In this atmosphere of extravagant, almost frenzied expectation he arrived at the Paris Peace Conference. Without hesitation he plunged into that inferno of human passions. He went down into the Pit like a second Heracles to bring back the fair Alcestis of the world's desire. There were six months of agonized waiting, during which the world situation rapidly deteriorated. And then he emerged with the peace treaty. It was not a Wilson peace, and he made a fatal mistake in somehow giving the impression that the peace was in accord with his Fourteen Points and his various declarations. Not so the world had understood him. This was a punic peace, the same sort of peace as the victor had dictated to the vanquished for thousands of years. It was not Alcestis; it was a haggard, unlovely woman with features distorted with hatred, greed and selfishness, and the little child that the woman carried was scarcely noticed. Yet it was for the saving of the child that Wilson had labored until he was a physical wreck. Let our other great statesmen and leaders enjoy their well-earned honors for their unquestioned success at Paris. To Woodrow Wilson, the apparent failure, belongs the undying honor, which will grow with the growing centuries, of having saved the "little child that shall lead them yet." No other statesman but Wilson could have done it. And he did it.

People Did Not Understand

The people, the common people of all lands, did not understand the significance of what had happened.
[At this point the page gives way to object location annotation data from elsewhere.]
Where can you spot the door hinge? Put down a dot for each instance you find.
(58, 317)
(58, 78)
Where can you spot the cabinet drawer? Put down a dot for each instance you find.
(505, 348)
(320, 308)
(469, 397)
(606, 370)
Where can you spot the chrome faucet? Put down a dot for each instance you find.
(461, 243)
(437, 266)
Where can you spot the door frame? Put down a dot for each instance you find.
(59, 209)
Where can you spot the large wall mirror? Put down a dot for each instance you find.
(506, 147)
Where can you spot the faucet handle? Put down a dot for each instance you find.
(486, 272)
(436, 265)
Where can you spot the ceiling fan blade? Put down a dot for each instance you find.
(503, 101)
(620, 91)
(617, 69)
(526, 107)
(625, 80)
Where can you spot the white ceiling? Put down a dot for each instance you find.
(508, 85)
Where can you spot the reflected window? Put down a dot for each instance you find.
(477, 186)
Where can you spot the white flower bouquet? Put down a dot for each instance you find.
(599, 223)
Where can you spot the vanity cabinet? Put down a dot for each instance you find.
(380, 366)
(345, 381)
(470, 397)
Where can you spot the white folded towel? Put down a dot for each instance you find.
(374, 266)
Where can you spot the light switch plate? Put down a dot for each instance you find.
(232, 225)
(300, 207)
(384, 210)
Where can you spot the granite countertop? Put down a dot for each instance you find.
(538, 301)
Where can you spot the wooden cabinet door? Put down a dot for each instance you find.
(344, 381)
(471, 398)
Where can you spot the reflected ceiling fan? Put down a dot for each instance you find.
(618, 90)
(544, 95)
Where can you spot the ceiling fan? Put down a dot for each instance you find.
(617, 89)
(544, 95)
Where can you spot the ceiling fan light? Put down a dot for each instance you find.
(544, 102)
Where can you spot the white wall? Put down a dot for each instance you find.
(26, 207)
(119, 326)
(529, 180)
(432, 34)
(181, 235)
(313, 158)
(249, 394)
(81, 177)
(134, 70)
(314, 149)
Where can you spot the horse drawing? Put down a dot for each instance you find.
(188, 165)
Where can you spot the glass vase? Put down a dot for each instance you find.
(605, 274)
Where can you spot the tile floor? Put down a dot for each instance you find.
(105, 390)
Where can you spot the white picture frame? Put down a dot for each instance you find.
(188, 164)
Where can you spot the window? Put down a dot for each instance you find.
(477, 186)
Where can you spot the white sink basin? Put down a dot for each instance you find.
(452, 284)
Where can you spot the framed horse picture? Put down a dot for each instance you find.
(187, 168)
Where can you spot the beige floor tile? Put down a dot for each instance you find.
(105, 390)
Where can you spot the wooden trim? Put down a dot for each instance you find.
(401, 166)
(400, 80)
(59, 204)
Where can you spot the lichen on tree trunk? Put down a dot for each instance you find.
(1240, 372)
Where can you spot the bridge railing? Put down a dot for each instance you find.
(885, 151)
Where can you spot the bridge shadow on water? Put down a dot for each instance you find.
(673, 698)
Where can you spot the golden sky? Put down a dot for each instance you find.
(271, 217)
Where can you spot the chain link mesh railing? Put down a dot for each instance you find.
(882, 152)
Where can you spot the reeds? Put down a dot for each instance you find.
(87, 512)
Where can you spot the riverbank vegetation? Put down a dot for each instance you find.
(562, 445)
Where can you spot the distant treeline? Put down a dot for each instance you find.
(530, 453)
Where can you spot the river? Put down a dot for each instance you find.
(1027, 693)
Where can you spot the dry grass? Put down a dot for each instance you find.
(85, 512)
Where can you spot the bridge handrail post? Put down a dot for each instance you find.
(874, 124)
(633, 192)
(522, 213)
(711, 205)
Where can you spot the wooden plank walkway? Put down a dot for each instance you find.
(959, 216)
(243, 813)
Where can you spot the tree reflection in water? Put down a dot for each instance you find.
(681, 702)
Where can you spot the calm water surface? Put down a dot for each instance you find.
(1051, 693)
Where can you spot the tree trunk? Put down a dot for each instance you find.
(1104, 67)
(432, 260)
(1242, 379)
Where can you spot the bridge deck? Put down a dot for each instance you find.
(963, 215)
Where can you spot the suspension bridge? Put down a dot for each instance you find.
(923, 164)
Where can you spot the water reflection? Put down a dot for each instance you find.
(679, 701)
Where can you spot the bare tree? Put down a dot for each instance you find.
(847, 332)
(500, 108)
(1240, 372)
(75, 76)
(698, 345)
They saw only that hard, unlovely Prussian peace, and the great hope died in their hearts. The great disillusionment took its place. The most receptive mood for a new start the world had been in for centuries passed away. Faith in their governors and leaders was largely destroyed and the foundations of the human government were shaken in a way which will be felt for generations. The Paris peace lost an opportunity as unique as the great war itself. In destroying the moral idealism born of the sacrifices of the war it did almost as much as the war itself in shattering the structure of Western civilization.

And the odium for all this fell especially on President Wilson. Round him the hopes had centered; round him the disillusion and despair now gathered. Popular opinion largely held him responsible for the bitter disappointment and grievous failure. The cynics scoffed; his friends were silenced in the universal disappointment. Little or nothing had been expected from the other leaders; the whole failure was put to the account of Woodrow Wilson. And finally America for reasons of her own joined the pack and at the end it was his own people who tore him to pieces.

Must Wait for Judgment

Will this judgment, born of momentary disillusion and disappointment, stand in future, or will it be reversed? The time has not come to pass final judgment on either Wilson or any of the other great actors in the drama at Paris. The personal estimates will depend largely on the interpretation of that drama in the course of time. As one who saw and watched things from the inside, I feel convinced that the present popular estimates are largely superficial and will not stand the searching test of time. And I have no doubt whatever that Wilson has been harshly, unfairly, unjustly dealt with, and that he has been made a scapegoat for the sins of others. Wilson made mistakes, and there were occasions when I ventured to sound a warning note. But it was not his mistakes that caused the failure for which he has been held mainly responsible.

Let us admit the truth, however bitter it is to do so, for those who believe in human nature. It was not Wilson who failed. The position is far more serious. It was the human spirit itself that failed at Paris. It is no use passing judgments and making scapegoats of this or that individual statesman or group of statesmen. Idealists make a great mistake in not facing the real facts sincerely and resolutely. They believe in the power of the spirit, in the goodness which is at the heart of things, in the triumph which is in store for the great moral ideals of the race. But this faith only too often leads to an optimism which is sadly and fatally at variance with actual results.